NRL – Abolish The Salary Cap
Canterbury Bulldogs star, Sonny Bill Williams, wants more money. He is currently in the first year of a five year deal with the Bulldogs worth $400,000 a season. He says he is being underpaid.
He is right.
The NRL is starting to lose players to European clubs, not so heavily constrained by such meagre salaries. The wages and sponsorship of Williams, Gasnier, Lockyer et al, on the other hand, are kept artificially low by the NRL salary cap of $4.1mm per club. Williams supports the cap but wants the chance to earn more via sponsorship. This, the NRL correctly replied, is effectively the same as raising the salary cap.

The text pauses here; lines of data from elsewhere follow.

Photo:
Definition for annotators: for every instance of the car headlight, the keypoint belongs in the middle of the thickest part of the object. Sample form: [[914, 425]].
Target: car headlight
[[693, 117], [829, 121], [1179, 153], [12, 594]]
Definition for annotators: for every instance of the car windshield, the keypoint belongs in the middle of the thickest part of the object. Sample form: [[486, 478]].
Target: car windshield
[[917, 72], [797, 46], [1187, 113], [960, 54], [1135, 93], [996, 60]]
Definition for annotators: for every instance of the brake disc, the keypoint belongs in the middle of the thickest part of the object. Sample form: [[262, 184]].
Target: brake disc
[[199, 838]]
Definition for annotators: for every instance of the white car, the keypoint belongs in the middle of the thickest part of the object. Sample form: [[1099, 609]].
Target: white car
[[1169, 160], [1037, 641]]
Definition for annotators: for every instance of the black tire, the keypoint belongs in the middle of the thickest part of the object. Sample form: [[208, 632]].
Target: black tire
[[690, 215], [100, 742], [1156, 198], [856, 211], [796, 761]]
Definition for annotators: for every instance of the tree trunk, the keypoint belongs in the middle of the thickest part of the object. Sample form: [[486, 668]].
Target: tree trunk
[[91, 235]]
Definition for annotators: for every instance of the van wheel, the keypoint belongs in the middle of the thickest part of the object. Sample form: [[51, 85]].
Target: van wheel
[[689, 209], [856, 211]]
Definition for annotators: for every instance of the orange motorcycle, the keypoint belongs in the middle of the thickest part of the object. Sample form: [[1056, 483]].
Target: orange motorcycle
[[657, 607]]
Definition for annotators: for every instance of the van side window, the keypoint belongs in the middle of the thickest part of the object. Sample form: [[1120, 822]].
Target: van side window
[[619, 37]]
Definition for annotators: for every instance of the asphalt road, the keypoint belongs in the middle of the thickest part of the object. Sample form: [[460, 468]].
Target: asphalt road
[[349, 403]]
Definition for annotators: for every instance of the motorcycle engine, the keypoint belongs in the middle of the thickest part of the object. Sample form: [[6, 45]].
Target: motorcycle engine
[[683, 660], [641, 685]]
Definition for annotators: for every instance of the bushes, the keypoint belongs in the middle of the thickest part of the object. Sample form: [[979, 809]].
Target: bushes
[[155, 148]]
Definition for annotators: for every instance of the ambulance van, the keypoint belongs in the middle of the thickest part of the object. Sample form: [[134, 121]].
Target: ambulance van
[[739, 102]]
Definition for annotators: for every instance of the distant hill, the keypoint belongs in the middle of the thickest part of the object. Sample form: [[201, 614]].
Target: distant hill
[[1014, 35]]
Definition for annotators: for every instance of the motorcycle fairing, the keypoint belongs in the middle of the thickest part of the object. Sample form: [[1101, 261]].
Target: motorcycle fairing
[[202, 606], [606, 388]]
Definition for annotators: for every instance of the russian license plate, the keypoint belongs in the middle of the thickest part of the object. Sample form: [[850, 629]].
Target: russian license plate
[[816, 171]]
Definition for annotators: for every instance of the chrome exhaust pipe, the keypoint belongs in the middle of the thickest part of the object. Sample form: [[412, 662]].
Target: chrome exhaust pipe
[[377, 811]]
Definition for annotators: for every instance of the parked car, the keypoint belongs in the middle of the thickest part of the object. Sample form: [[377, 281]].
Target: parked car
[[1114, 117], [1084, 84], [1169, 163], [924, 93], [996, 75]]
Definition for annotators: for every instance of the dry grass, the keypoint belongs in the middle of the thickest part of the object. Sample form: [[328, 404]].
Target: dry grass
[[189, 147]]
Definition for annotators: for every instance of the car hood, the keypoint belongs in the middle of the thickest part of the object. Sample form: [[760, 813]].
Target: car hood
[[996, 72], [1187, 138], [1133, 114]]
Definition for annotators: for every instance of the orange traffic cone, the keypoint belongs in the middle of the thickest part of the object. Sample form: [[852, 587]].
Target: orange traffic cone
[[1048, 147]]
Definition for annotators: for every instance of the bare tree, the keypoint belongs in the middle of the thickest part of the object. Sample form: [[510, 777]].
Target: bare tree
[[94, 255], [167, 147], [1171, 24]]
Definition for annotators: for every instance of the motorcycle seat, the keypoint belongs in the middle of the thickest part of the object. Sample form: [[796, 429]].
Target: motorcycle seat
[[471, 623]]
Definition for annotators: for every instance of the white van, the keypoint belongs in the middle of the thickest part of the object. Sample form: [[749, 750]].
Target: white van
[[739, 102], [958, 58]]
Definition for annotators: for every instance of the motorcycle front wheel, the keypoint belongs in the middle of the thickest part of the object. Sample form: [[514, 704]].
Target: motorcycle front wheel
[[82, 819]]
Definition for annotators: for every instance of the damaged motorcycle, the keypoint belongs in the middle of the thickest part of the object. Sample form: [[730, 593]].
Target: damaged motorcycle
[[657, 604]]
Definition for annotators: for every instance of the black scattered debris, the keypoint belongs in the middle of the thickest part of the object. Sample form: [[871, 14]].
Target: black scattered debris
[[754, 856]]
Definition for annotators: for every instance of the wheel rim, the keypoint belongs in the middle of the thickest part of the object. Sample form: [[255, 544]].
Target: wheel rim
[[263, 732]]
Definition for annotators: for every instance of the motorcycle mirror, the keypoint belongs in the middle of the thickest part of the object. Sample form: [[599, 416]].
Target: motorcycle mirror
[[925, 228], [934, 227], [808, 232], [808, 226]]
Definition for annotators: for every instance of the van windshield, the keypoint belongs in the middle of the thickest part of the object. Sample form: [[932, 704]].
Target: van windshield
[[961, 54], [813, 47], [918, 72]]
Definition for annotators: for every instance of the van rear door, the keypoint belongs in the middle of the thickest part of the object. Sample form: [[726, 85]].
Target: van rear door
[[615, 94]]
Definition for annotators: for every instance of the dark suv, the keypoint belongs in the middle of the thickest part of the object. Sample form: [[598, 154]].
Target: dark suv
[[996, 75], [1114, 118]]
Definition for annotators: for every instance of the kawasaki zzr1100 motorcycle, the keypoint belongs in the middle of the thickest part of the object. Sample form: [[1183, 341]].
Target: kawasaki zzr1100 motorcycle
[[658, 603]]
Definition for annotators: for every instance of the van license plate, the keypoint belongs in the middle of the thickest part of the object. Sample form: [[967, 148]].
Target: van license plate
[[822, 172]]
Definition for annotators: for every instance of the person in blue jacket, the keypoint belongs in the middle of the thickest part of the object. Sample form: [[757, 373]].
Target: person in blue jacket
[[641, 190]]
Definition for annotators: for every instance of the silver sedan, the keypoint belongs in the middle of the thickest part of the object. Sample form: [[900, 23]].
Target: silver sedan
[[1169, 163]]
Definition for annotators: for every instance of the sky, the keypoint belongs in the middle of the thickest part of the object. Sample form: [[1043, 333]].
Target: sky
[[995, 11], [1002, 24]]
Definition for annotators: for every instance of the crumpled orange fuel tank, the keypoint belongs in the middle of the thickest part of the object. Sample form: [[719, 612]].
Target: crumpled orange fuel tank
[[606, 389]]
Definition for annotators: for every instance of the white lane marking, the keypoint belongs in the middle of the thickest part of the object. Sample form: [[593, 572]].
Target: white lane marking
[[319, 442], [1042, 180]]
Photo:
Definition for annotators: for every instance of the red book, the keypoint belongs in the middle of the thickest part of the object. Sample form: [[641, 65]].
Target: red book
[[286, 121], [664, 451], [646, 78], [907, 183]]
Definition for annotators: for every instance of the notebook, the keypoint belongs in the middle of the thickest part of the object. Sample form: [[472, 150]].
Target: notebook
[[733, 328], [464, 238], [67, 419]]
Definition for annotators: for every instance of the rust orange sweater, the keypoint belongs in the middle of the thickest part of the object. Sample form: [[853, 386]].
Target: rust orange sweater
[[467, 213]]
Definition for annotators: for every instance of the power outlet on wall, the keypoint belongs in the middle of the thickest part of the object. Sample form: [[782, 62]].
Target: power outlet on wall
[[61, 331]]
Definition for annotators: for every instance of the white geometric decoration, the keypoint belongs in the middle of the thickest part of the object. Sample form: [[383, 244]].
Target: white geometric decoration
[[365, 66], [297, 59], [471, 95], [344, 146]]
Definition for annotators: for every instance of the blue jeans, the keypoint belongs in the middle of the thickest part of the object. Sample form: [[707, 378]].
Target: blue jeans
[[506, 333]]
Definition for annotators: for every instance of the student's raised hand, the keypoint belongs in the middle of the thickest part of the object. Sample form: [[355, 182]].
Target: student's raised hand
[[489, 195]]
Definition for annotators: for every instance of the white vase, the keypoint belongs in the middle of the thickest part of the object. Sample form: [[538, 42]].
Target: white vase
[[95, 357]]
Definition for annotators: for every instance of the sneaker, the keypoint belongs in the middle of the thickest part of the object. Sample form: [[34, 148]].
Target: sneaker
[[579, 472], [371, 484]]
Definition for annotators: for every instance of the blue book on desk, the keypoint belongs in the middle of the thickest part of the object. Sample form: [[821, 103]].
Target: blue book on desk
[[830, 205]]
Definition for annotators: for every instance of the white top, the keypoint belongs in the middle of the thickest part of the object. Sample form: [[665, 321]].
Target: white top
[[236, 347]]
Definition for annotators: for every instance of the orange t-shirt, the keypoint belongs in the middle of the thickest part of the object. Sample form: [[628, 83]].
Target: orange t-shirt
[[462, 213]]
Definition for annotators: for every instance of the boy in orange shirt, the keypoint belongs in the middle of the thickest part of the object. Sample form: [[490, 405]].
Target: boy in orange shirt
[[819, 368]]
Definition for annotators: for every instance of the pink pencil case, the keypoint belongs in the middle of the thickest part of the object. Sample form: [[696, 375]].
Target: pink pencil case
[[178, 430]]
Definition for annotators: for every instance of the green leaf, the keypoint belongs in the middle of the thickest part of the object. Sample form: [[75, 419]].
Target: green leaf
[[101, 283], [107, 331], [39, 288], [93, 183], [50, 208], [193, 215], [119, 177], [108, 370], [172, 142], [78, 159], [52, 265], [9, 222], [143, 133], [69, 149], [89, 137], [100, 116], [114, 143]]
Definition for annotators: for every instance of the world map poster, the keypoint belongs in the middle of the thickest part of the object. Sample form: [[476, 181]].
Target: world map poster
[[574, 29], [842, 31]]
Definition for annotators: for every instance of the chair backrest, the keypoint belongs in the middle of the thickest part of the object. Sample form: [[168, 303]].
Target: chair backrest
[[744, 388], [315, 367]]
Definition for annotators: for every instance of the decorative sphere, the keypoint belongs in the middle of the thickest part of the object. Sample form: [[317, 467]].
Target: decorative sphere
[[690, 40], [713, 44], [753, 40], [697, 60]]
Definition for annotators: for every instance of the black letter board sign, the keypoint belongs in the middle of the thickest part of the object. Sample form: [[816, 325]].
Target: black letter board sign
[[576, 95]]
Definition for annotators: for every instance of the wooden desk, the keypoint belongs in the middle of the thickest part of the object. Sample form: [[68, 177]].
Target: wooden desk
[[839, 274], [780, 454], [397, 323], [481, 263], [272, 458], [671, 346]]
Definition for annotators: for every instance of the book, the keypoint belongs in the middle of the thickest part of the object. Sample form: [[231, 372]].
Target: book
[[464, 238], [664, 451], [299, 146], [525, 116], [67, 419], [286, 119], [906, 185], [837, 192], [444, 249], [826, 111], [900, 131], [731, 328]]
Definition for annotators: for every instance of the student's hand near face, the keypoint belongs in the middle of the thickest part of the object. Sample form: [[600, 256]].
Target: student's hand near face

NRL introduced a salary cap in the early 1990s with the laudable goal of increasing competition amongst the League’s teams. Who, goes the thinking, would want to watch a League in which only the richest three or four clubs stood a chance of winning?
Well, half the population of the U.K. for a start. The British Premiership is such a League and you’ll not find any salary caps here. In fact Christiano Ronaldo is currently negotiating a new contract with Man United worth $15mm in wages alone, three times as much as the entire Bulldogs squad combined. At the start of each Premiership season, everyone knows that only Man United, Chelsea and Arsenal have a chance of winning (i’m sorry Liverpool fans – it ain’t going to happen). The rest are there solely to make up the numbers. Hence fan attendance has plummeted and ticket prices are being slashed to try and bring back the fans.